Gandhi's got your back

The money you collect along the way will pay for the services of friendly earthlings. They might fix broken presents that have a chance of exploding, or reveal what's inside one before you open it. I don't know why you'd bother, though. There's no real need to use presents as it is -- sometimes a poorly timed pair of rocket skates can be a hindrance, not a help -- so you might as well just open them at random and see what happens. The only really good present is the one that warps you straight to spaceship pieces, saving you time that is otherwise very much wasted.

I think I've got my point across by now: Back in the Groove gets tedious real quick. The game's idea of difficulty is to just put more crap on the screen as you ascend through the levels. Don't get me wrong, running into the Segway mall cop, the drone pilot, the alien fanatic, the evil elevator or the MIB agent for the first time injects a little bit of character into the game. But when you're on the last level and you can barely see for enemies -- and at this point, all you wanna do is get to that final elevator and turn the thing off -- there's nothing interesting about them. Plenty of enemies nudge you on contact, sometimes off the level and down to the previous stage. You have to walk to the elevator, wait for the loading screen and try again. I can't think of a more frustrating mechanic.
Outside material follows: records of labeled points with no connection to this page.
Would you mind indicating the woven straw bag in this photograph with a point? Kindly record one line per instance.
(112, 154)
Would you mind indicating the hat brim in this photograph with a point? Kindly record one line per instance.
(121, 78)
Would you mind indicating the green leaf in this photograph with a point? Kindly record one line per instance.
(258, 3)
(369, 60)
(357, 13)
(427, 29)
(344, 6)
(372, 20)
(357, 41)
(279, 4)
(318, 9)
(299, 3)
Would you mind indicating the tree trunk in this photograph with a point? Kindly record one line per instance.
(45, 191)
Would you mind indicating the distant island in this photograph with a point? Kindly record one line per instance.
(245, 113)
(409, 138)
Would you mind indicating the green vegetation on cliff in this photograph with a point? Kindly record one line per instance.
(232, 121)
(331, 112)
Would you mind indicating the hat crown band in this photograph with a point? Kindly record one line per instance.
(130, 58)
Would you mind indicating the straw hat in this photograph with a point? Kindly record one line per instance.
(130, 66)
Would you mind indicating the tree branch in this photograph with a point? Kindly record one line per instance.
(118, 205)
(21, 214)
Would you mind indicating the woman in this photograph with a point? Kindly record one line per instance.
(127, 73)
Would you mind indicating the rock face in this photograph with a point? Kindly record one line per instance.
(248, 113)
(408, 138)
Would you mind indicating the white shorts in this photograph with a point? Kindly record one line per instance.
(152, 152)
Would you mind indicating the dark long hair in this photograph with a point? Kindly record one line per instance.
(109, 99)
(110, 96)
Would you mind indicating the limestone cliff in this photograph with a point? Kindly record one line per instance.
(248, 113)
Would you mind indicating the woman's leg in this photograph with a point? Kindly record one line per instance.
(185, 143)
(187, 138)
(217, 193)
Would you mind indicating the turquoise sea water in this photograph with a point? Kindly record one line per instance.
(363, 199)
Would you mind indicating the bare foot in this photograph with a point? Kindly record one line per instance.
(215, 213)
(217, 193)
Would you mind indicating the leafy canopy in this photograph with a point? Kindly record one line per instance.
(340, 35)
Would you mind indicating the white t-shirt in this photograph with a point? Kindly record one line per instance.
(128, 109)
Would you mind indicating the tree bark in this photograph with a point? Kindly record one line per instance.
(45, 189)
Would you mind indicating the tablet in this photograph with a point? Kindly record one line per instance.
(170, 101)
On the surface, there's plenty of content in the game. There are several playable and unlockable characters, a fixed-world mode you can learn and revisit, a procedurally generated option that changes the layout every time, and local and online multiplayer. I was keen on recapturing the old days with some co-op questing, but it's even worse than playing alone. The game is just as one-dimensional, you can only communicate through a handful of canned text prompts, and more often that not one of you is waiting in the elevator for the other player, who's milling around shaking trees looking for meaningless presents.

At a push, and I'm talking in an extreme moment of idleness, I might play a local game with a friend for the sake of doing something different. And the game is different. I can't think of a casual, weird game that remotely resembles Back in the Groove. But it's so shallow and immediately repetitive that I think we'd end up switching to Mario Party or Super Smash Bros. five minutes later.

Toejam and Earl

You're not wrong

The one thing I truly appreciate about Back in the Groove is that it preserved the secret "Level 0" from the original game. There's a hidden area on the first stage you can fall through to get to it, and just as I remember, there's a lemonade stand to hang out at and a hot tub to chill in. Come to think of it, I seem to remember my cousin and I spending an inordinate amount of time there, role-playing as ToeJam and Earl. Perhaps it wasn't the game I remember so fondly as much as it was just having fun, being a kid.

I really wanted to like ToeJam and Earl: Back in the Groove. I've played so much Apex Legends recently, I was looking forward to something more chilled and retro. But nostalgia can't replace a real challenge. Many mechanics are utterly superfluous, and for an adult at least, it's just dull. ToeJam and Earl may still be up to their old antics, but as is the risk with reboots, they certainly haven't gotten better with age.